In any case, I'm more interested in keeping it short, whatever we do. The movie directors have trended towards short cutting and subject change, with TV also pioneering in that direction. I don't want to be a mile wide inch deep but nor do I want to be a mine shaft in the wrong area, or any number of other poor designs i.e. there are many more ways to get it wrong than right and "mile wide inch deep" is but one of them.
So do some permutations, as an excuse to get good with hash tables (Python's dict) more than anything, and touch on their closed nature and the existence of group properties, and then move on. Come back to group properties another time, when looking at totatives modulo N ala 'Vegetable Group Soup' segments **, and move on again, but take a few moments to allude back and forth i.e. point out these bridges.

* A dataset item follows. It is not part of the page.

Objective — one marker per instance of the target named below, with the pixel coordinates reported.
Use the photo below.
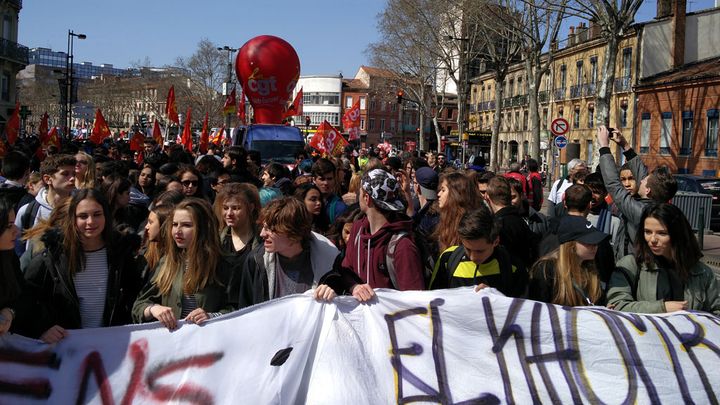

It's like Ikea (furniture store): there's the "long route" where you see everything, and then you have these "short cuts" that connect you in a kind of "hyperspace".
So in STEM we have our linear tracks, which don't go on and on for too long, and their hypertext topologies (other ways of "stringing it together").
Remember we have RSA (topic in crypto) to hit, still within the K12 sphere. Grades 13-16 provide time to go deeper, before hopping into trucking (a business school gig) and then into some mix of management and finance. You still draw on those crypto skills and some of the products you work with are about routing trucks (an important area in software development, especially with real time GPS getting involved).